Bug #17609 Nodes crashes from time to time (ndb Nodes in Cluster)
Submitted: 21 Feb 2006 11:07 Modified: 12 Jun 2006 7:18
Reporter: Jörg Nowak Email Updates:
Status: No Feedback Impact on me:
None 
Category:MySQL Cluster: Cluster (NDB) storage engine Severity:S1 (Critical)
Version:5.1.2_a-drop5p5 OS:Linux (Suse 9, 64 bit)
Assigned to: CPU Architecture:Any

[21 Feb 2006 11:07] Jörg Nowak
Description:
After some time of load (mixture read and update) some nodes crashes. It happens from time to time I could not find any pattern in it (different node ids, different mixture of load). 

Node 4: Forced node shutdown completed. Initiated by signal 0. Caused by error 2341: 'Internal program error (failed ndbrequire)(Internal error, programming error or missing error message, please report a bug). Temporary error, restart node'.

I'm not sure this bug was reported before by another users but I didn't find it in the cuurent open bugs.

How to repeat:
Difficult because it happens not very often but always when you don't expect it.

Suggested fix:
Bug fix
[21 Feb 2006 11:40] Hartmut Holzgraefe
Please upload config.ini, cluster log, error logs and tracefiles.
And we can see...
[21 Feb 2006 11:57] Jörg Nowak
Log files for Bug 17609

Attachment: bug17609.zip (application/x-zip-compressed, text), 94.32 KiB.

[14 Mar 2006 14:25] Jörg Nowak
The bug is still there in 5.1.2_a-drop5p9.

We have thwe impression that this occurs sometimes in the time when a client which is connected via NDB_API has connection problems to the management server.

May be that is a hint to search for it.
[21 Mar 2006 8:41] Jörg Nowak
Today night we had a complete cluster crash because of that:

Forced node shutdown completed. Initiated by signal 0. Caused by error 2809: 'Temporary on access to file(Internal error, programming error or missing error message, please report a bug). Temporary error, restart node'.
Node 3: Forced node shutdown completed. Initiated by signal 0. Caused by error 2809: 'Temporary on access to file(Internal error, programming error or missing error message, please report a bug). Temporary error, restart node'.
Node 4: Forced node shutdown completed. Initiated by signal 0. Caused by error 2809: 'Temporary on access to file(Internal error, programming error or missing error message, please report a bug). Temporary error, restart node'.
Node 2: Forced node shutdown completed. Initiated by signal 0. Caused by error 2305: 'Arbitrator shutdown, please investigate error(s) on other node(s)(Arbitration error). Temporary error, restart node'.
Node 6: Forced node shutdown completed. Initiated by signal 0. Caused by error 2305: 'Arbitrator shutdown, please investigate error(s) on other node(s)(Arbitration error). Temporary error, restart node'.
Node 8: Forced node shutdown completed. Initiated by signal 0. Caused by error 2305: 'Arbitrator shutdown, please investigate error(s) on other node(s)(Arbitration error). Temporary error, restart node'.
Node 7: Forced node shutdown completed. Initiated by signal 0. Caused by error 2305: 'Arbitrator shutdown, please investigate error(s) on other node(s)(Arbitration error). Temporary error, restart node'.
Node 9: Forced node shutdown completed. Initiated by signal 0. Caused by error 2305: 'Arbitrator shutdown, please investigate error(s) on other node(s)(Arbitration error). Temporary error, restart node'.
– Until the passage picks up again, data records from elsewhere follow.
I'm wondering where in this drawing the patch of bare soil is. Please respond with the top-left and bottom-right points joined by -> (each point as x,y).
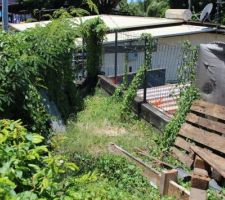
94,125 -> 127,136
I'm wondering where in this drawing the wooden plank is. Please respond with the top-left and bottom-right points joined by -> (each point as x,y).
191,168 -> 210,190
160,169 -> 178,196
191,100 -> 225,121
174,136 -> 191,152
171,147 -> 193,168
179,123 -> 225,154
109,143 -> 161,188
186,112 -> 225,135
194,156 -> 210,171
134,148 -> 174,169
191,146 -> 225,178
190,188 -> 207,200
110,144 -> 190,200
167,180 -> 190,200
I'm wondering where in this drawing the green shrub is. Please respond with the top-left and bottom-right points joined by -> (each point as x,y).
0,31 -> 50,136
0,16 -> 107,136
95,154 -> 149,193
0,119 -> 78,199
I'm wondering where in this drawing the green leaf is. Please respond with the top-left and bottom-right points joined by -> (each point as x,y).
0,177 -> 16,188
25,133 -> 44,144
16,191 -> 38,200
40,177 -> 50,193
65,162 -> 79,171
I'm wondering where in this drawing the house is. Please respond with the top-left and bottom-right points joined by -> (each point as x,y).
11,14 -> 225,81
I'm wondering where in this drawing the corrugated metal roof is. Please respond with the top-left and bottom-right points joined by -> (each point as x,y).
81,15 -> 183,30
10,14 -> 183,31
10,21 -> 51,31
104,25 -> 216,43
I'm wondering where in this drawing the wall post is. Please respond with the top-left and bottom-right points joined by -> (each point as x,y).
114,30 -> 118,84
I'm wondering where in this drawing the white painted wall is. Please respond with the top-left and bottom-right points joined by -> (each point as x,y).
101,33 -> 225,82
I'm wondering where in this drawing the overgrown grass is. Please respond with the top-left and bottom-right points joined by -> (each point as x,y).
69,153 -> 175,200
53,88 -> 223,200
55,88 -> 162,156
53,88 -> 177,199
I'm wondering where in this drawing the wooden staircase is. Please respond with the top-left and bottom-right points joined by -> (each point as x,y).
172,100 -> 225,172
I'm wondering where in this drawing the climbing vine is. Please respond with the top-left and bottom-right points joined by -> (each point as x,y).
120,65 -> 146,120
141,33 -> 156,69
162,41 -> 200,148
81,17 -> 108,80
177,41 -> 198,85
113,34 -> 155,120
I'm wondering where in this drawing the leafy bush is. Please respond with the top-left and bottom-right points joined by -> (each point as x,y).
0,16 -> 107,136
71,153 -> 167,200
0,119 -> 78,199
25,18 -> 79,121
0,31 -> 50,136
0,119 -> 170,199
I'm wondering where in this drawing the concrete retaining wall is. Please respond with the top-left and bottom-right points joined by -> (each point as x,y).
98,75 -> 171,131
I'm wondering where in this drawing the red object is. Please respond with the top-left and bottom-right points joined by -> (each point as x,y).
0,0 -> 18,6
112,77 -> 118,85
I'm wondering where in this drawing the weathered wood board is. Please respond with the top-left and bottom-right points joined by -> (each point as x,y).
191,100 -> 225,121
109,143 -> 190,200
191,146 -> 225,179
173,100 -> 225,170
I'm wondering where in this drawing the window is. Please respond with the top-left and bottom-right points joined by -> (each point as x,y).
129,66 -> 132,73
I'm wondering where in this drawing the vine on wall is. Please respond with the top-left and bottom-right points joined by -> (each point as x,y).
26,18 -> 79,122
82,17 -> 108,79
113,34 -> 154,120
162,41 -> 199,148
141,33 -> 156,69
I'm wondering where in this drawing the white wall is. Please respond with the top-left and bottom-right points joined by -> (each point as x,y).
101,33 -> 225,82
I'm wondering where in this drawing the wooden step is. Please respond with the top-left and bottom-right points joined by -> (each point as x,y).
191,100 -> 225,121
186,113 -> 225,136
171,147 -> 193,168
178,123 -> 225,155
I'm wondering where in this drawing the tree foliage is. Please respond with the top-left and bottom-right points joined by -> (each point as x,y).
0,11 -> 107,135
19,0 -> 121,16
119,0 -> 168,17
120,0 -> 224,21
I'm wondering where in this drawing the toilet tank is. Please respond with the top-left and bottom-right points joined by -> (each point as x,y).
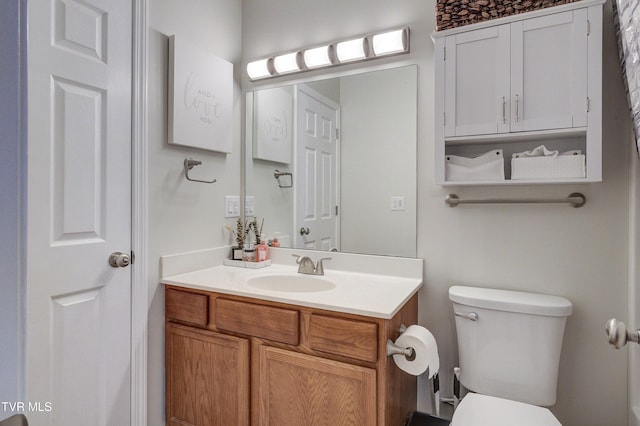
449,286 -> 572,407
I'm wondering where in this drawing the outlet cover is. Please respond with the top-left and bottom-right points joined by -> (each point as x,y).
390,196 -> 405,211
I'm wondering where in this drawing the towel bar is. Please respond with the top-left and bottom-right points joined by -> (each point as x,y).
445,192 -> 586,208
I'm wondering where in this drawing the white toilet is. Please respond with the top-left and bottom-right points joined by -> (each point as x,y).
448,285 -> 572,426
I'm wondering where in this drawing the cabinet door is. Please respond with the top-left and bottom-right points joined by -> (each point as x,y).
444,25 -> 510,137
166,323 -> 250,426
255,345 -> 377,426
510,9 -> 588,132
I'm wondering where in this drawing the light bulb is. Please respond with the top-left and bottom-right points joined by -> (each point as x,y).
335,38 -> 366,62
303,45 -> 332,68
273,52 -> 300,74
372,28 -> 408,56
246,58 -> 271,80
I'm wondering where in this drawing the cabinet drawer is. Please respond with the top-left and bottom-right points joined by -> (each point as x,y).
309,314 -> 378,363
165,288 -> 209,327
215,298 -> 299,345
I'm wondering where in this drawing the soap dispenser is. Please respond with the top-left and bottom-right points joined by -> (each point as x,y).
256,234 -> 269,262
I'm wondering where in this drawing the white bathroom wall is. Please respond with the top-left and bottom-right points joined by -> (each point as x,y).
339,66 -> 417,257
0,0 -> 25,419
241,1 -> 631,425
146,1 -> 242,424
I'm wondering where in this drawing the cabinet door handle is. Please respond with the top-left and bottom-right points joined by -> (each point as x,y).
515,94 -> 519,123
502,96 -> 506,124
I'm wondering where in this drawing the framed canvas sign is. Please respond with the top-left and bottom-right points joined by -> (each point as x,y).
253,87 -> 293,163
614,0 -> 640,157
168,35 -> 233,153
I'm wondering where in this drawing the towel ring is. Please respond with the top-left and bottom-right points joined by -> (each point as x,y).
184,158 -> 216,184
274,169 -> 293,188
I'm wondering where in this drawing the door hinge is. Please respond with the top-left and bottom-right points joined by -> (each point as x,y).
443,46 -> 446,61
336,128 -> 340,139
443,112 -> 446,126
587,20 -> 590,36
587,96 -> 590,112
335,205 -> 339,216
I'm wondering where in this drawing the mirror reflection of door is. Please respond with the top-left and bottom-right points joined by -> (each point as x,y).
295,85 -> 340,250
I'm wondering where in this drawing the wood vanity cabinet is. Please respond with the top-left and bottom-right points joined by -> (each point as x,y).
165,285 -> 418,426
165,324 -> 250,426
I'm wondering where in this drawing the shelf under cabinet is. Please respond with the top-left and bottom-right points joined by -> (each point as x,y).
444,127 -> 587,145
440,177 -> 598,186
441,131 -> 595,185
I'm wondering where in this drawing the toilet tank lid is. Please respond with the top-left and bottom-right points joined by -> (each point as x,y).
449,286 -> 572,316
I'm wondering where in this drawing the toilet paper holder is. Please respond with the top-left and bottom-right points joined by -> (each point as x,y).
386,324 -> 416,360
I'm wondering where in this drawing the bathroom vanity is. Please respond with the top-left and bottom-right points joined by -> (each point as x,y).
162,258 -> 422,426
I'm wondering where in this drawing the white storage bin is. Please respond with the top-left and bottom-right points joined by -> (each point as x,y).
445,149 -> 505,182
511,151 -> 585,180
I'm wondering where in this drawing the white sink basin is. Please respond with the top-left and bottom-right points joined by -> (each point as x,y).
246,273 -> 336,293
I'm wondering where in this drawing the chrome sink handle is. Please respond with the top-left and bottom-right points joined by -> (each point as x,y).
315,258 -> 331,275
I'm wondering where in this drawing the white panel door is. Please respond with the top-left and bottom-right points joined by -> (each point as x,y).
630,155 -> 640,426
444,25 -> 510,137
510,9 -> 588,132
632,253 -> 640,426
26,0 -> 132,425
295,86 -> 339,251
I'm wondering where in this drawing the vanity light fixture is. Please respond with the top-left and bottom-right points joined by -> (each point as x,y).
246,26 -> 410,80
335,37 -> 368,62
246,57 -> 273,80
303,45 -> 332,69
372,28 -> 408,56
273,52 -> 301,74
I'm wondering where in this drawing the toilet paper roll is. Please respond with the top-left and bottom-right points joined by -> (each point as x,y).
392,325 -> 440,378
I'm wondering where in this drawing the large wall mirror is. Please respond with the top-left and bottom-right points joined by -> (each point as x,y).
244,65 -> 417,257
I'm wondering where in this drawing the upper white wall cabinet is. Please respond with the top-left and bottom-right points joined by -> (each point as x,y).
433,0 -> 604,185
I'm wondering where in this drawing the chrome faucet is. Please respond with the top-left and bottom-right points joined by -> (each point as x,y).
292,254 -> 331,275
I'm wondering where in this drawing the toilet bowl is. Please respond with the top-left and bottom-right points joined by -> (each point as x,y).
451,393 -> 561,426
448,286 -> 572,426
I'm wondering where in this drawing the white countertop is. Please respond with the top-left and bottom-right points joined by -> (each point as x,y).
162,263 -> 423,319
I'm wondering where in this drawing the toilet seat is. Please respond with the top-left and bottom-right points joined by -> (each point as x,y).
451,393 -> 562,426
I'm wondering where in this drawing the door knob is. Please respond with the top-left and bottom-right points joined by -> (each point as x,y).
109,252 -> 131,268
299,227 -> 310,236
605,318 -> 640,349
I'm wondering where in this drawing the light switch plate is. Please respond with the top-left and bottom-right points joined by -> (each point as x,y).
225,196 -> 240,218
245,196 -> 255,217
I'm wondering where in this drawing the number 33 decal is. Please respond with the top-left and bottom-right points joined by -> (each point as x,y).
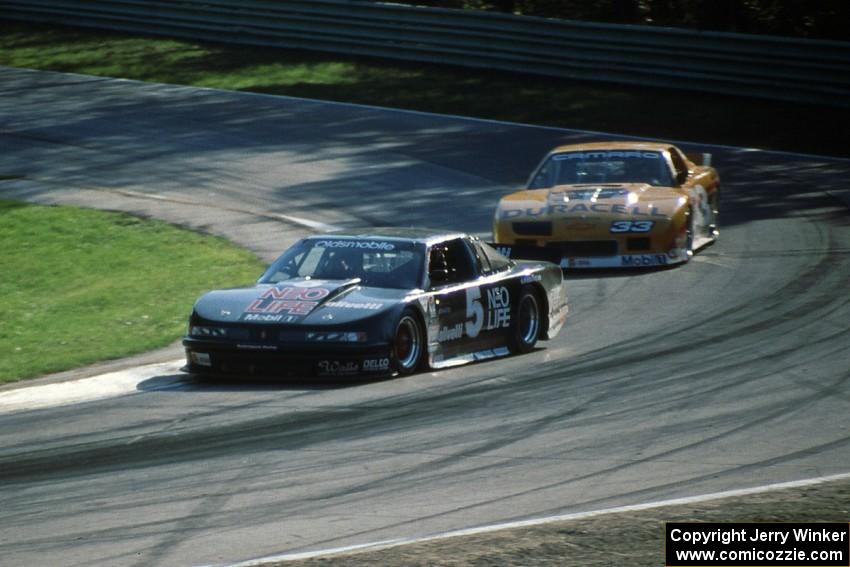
610,220 -> 654,233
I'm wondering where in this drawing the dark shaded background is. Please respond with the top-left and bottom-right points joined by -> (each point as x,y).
382,0 -> 850,41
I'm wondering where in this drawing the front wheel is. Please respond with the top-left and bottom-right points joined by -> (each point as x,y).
509,287 -> 541,354
393,311 -> 424,376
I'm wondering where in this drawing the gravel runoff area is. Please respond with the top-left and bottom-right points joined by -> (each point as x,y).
258,477 -> 850,567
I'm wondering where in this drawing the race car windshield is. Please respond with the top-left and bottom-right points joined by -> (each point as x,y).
259,238 -> 425,290
529,150 -> 674,188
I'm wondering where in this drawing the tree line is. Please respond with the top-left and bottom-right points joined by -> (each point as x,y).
388,0 -> 849,41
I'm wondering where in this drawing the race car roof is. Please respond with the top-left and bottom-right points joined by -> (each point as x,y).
306,227 -> 467,246
548,141 -> 672,154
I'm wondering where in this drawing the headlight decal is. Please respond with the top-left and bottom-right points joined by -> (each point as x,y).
305,331 -> 369,343
189,326 -> 249,339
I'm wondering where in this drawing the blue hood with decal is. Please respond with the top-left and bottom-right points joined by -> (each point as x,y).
193,278 -> 409,325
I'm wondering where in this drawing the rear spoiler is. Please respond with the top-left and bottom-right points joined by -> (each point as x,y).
686,152 -> 712,167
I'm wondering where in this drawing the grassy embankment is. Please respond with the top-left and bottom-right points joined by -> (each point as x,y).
0,200 -> 264,384
1,20 -> 848,158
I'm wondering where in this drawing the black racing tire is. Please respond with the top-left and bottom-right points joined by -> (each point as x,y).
509,287 -> 541,354
393,310 -> 424,376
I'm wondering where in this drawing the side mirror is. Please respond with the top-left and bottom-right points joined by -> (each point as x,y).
675,170 -> 688,186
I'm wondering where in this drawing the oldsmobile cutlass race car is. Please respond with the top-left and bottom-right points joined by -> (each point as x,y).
492,142 -> 720,268
183,229 -> 568,378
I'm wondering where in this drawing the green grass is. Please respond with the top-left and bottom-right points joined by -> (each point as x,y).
1,20 -> 848,157
0,200 -> 265,383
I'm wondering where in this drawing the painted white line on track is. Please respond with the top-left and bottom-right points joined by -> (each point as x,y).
0,359 -> 185,412
221,471 -> 850,566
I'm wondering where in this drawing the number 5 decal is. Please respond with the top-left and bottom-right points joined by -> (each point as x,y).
465,287 -> 483,338
610,220 -> 655,233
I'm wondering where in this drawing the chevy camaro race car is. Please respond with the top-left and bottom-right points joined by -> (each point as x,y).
183,229 -> 568,378
492,142 -> 720,268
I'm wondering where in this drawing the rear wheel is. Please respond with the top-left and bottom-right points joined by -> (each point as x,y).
509,287 -> 541,354
393,311 -> 424,375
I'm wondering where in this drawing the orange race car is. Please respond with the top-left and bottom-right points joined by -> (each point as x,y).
492,142 -> 720,268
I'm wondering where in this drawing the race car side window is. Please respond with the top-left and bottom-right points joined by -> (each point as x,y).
478,241 -> 513,273
469,239 -> 492,275
428,238 -> 476,287
450,238 -> 478,282
668,147 -> 689,185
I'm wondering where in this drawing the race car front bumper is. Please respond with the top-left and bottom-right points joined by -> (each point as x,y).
490,243 -> 689,269
182,338 -> 394,378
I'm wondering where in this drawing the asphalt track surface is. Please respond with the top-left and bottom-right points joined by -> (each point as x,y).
1,67 -> 849,567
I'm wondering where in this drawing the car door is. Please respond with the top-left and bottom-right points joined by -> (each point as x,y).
427,238 -> 476,360
427,238 -> 513,362
467,237 -> 515,348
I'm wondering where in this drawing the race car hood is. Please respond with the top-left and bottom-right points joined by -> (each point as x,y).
192,278 -> 407,325
497,184 -> 686,224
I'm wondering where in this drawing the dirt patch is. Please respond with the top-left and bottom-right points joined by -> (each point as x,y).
265,477 -> 850,566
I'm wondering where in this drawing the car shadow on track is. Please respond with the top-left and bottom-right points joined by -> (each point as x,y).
561,265 -> 677,280
136,372 -> 391,393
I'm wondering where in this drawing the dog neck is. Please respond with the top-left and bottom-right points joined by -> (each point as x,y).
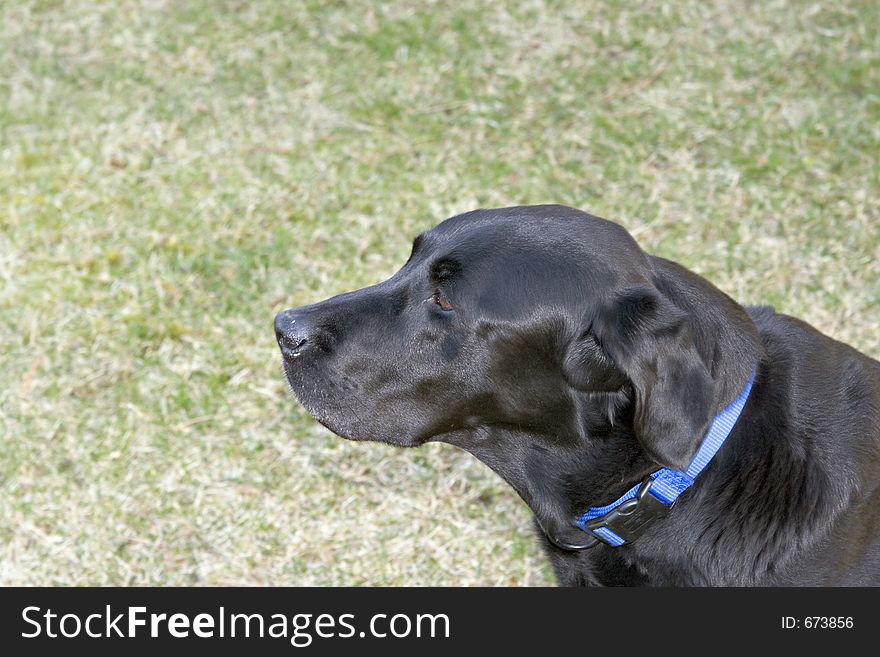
451,354 -> 842,586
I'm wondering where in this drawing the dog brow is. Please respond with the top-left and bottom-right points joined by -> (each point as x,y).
429,257 -> 460,283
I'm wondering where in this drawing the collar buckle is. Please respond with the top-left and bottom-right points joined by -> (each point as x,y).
585,477 -> 673,545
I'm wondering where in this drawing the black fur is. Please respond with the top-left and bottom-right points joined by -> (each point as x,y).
275,205 -> 880,586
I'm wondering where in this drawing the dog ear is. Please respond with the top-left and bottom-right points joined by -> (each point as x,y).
591,265 -> 760,470
592,285 -> 713,469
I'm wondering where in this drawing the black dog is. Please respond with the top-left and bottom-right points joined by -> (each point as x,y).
275,205 -> 880,586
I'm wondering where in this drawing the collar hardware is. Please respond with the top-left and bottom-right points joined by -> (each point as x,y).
584,476 -> 673,546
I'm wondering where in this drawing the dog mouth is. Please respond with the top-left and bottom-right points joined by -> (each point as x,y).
281,370 -> 434,448
280,359 -> 365,440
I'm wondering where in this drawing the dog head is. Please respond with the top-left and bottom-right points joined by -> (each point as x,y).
276,205 -> 761,546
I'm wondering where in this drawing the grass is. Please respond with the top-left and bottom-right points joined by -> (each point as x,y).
0,0 -> 877,586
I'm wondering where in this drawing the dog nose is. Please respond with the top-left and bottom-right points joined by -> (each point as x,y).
275,309 -> 310,360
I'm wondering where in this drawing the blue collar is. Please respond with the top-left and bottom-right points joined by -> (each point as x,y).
575,366 -> 757,547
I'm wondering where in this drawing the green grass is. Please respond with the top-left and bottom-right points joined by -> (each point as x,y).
1,0 -> 877,585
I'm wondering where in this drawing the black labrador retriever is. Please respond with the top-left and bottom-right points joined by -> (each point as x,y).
275,205 -> 880,586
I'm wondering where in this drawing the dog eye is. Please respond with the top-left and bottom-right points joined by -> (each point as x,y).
431,291 -> 453,311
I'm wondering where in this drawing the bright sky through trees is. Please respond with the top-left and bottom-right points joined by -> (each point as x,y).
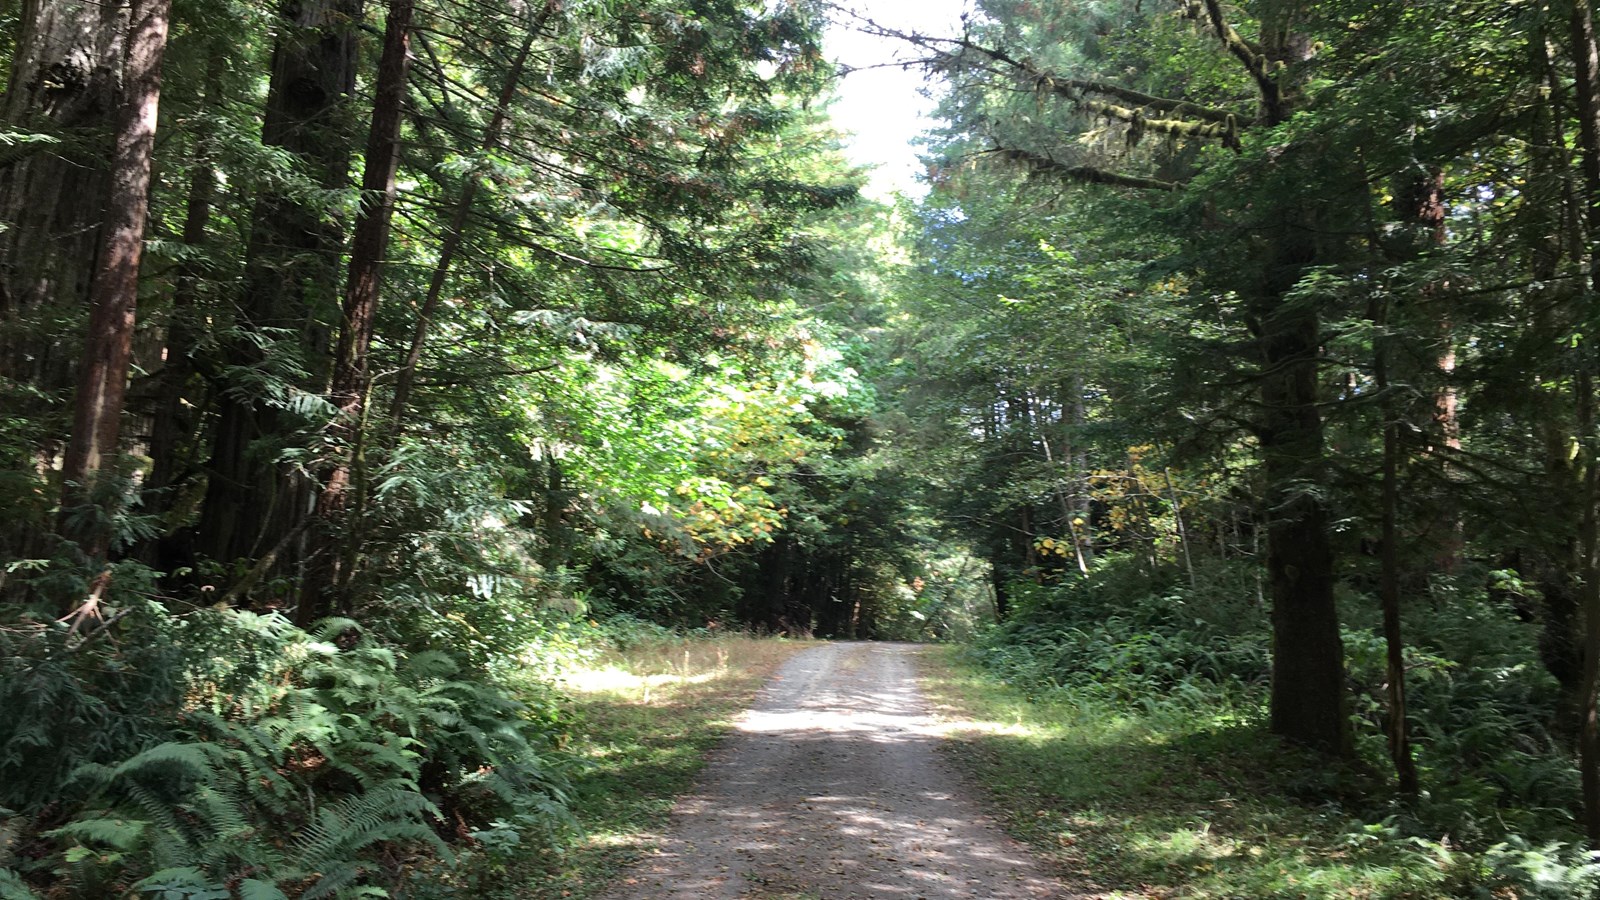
825,0 -> 969,198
Therefore I change the priority to level S1 (critical)
[21 Mar 2006 9:08] Jörg Nowak
I tried to restart the crashed cluster but that fails too:

2006-03-21 09:58:28 [MgmSrvr] INFO     -- Node 8: Possible bug in Dbdih::execBLOCK_COMMIT_ORD c_blockCommit = 1 c_blockCommitNo = 5 sig->failNo =

This message comes in the majority of the 8 ndb node cluster therefore the cluster doesn't restart.
[12 May 2006 7:18] Valeriy Kravchuk
Please, try to repeat with the latest version in your brunch, -drop5p13, and inform about the results.
[12 Jun 2006 23:00] Bugs System
No feedback was provided for this bug for over a month, so it is
being suspended automatically. If you are able to provide the
information that was originally requested, please do so and change
the status of the bug back to "Open".